Sustainability also means accountability. We need to take responsibility as travelers and as consumers; not only in the type of travel we choose to participate in but also in the world we want to see. Besides, who wants to travel to another place just to meet people just like us? Inclusivity is key in making sure that the travel industry is just as beautifully diverse as the world we live in.

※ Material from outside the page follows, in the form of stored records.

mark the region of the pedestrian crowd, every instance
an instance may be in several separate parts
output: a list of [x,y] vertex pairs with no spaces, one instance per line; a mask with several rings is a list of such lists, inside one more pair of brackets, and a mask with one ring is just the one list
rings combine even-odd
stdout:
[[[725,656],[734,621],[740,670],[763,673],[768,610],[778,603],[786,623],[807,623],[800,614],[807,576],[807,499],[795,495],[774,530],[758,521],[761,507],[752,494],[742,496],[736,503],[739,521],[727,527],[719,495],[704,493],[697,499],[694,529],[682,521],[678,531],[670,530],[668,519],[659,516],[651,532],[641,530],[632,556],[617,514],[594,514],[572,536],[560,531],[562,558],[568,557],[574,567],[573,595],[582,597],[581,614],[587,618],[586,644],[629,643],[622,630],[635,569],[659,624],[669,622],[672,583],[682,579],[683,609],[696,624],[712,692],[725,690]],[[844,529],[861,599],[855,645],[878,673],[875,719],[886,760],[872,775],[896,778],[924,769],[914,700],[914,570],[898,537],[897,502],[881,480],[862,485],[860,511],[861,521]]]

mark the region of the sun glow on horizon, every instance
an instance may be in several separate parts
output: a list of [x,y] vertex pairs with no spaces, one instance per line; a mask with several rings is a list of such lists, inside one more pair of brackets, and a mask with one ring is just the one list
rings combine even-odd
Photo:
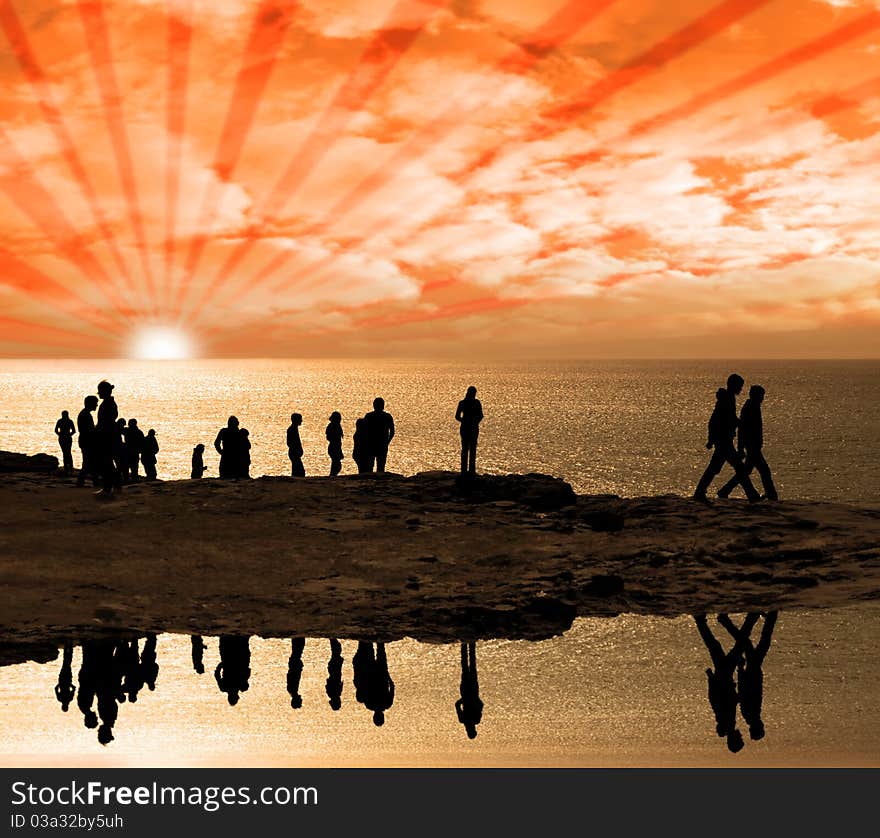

Black Travel Alliance’s Martinique Lewis feels that the tourism industry is moving in the right direction. She remains hopeful because companies are addressing their need for diverse customers. Lewis believes that for the first time companies are considering what a trans female goes through. Not only when choosing what bathroom to go to in a restaurant, but also when she checks into a hotel and her passport shows a different person. She added that plus-size travelers wanting to surf or scuba dive but can’t because of the lack of wetsuits in their size are now being acknowledged.

To create an inclusive travel environment we must recognize The first step to allyship is recognizing our travel-related privileges. Let’s face it, travel is a privilege. Whether it’s money, obligation, or circumstance, travel is not a luxury that most of the world’s population can have. Our travel-related privileges are simply our ability to experience travel and all that it has to offer.

Passport privilege is another barrier that many people face. If you did already know, passport privilege is another way of saying how much access your personal passport has to international borders. And so, if your passport does not allow you to enter the borders of a destination, then you can’t travel there.

This work that we do in our downtime, while we can’t travel just yet, is so important in the future world we want to explore. Could you imagine a travel industry where diversity is no longer an issue, climate change is being addressed in calculable ways, and travelers will always choose quality over quantity?

We not only need to recognize the responsibility of the travel industry, but also our involvement as travelers. We all need to take accountability for the growing climate issues and start thinking about what we need to do as individuals to stop it. Check out the BBC’s “Smart Guide to Climate Change.” It uses scientific research and data to break down the most effective strategies that each of us can implement to shrink our carbon footprint.